Francisco Duran was convicted by a jury of 1 count of Burglary of a Habitation and 1 count of Aggravated Assault with a Deadly Weapon. After the jury's decision but before sentencing, the State of Texas abandoned the Aggravated Assault with a Deadly Weapon count and proceeded to sentencing only on the conviction for Burglary of a Habitation. Mr. Duran was sentenced to 25 years in a Texas Department of Criminal Justice Facilty. After his sentence was pronounced, the State moved to amend the judgment of conviction to include a Deadly Weapon finding, over the defendant's objection.

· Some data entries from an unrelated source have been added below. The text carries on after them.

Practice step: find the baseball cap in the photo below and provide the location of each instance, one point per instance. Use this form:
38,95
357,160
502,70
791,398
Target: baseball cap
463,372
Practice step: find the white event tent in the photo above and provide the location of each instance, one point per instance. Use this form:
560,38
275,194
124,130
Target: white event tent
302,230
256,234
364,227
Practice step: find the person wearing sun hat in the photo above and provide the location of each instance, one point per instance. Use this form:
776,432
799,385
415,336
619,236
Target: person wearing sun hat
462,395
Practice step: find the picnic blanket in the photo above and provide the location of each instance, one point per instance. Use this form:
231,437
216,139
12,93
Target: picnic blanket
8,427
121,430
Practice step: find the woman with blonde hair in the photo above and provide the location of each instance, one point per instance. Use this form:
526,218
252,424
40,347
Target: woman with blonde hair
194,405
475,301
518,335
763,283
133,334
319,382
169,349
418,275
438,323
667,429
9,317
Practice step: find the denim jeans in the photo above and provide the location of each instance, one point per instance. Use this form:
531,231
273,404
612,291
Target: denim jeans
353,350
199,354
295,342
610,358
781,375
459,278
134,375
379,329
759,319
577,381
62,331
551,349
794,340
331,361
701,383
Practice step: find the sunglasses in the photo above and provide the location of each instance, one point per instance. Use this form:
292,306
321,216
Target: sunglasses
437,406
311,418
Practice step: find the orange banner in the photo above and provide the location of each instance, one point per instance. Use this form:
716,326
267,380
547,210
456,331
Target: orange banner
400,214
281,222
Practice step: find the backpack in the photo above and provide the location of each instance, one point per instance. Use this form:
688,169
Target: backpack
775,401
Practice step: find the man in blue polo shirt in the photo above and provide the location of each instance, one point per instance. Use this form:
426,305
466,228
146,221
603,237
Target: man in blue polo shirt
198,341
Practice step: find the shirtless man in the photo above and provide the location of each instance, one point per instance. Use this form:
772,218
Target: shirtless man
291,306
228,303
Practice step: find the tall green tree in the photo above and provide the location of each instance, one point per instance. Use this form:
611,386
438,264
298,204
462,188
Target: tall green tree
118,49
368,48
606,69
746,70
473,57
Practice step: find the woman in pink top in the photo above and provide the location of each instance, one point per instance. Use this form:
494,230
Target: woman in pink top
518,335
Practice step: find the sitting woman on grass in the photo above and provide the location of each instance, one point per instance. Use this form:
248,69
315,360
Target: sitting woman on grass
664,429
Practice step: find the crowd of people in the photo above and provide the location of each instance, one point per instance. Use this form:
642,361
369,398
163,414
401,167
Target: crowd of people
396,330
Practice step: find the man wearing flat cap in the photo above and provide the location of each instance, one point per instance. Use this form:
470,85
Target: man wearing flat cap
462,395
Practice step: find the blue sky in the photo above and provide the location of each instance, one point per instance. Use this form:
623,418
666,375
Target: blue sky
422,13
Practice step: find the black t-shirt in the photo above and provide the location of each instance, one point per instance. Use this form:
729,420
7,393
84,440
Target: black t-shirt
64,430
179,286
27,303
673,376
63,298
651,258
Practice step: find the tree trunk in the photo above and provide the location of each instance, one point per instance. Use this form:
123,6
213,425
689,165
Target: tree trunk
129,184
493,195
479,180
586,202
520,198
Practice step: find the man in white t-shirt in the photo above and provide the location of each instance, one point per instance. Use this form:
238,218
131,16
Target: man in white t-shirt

On appeal, the 13th Court of Appeals upheld the deadly weapon finding. Mr. Duran filed a petition for discretionary review and argued that the court of appeals erred when it upheld the Deadly Weapon finding even though the State abandoned the Aggravated Assault with a Deadly Weapon charge prior to sentencing.
The Texas Court of Criminal Appeals agreed with Mr. Duran and reversed the court of appeals' decision. The Texas Court of Criminal Appeals held that because the State unequivocally abandoned the Aggravated Assault, in the middle of trial, after jeopardy had attached,the court of appeals should have vacated the Aggravated Assault charge. Additionally, the Texas Court of Criminal Appeals found that because the indictment, in Count 1, did not allege use of a deadly weapon, modification of the judgment to include a deadly weapon finding was improper.
The Texas Court of Criminal Appeals' decision in this case was important to Mr. Duran because an inmate serving a sentence for an offense which is considered a 3g offense under section 3(g)(a)(2) of Article 42.12 of the Texas Code of Criminal Procedure must serve a longer period of his or her sentence before they may be considered for parole. Although the sentence of 25 years stands, Mr. Duran will not be required to serve as long a period of time before he is considered parole eligible.
For case references please see PD-0429-15.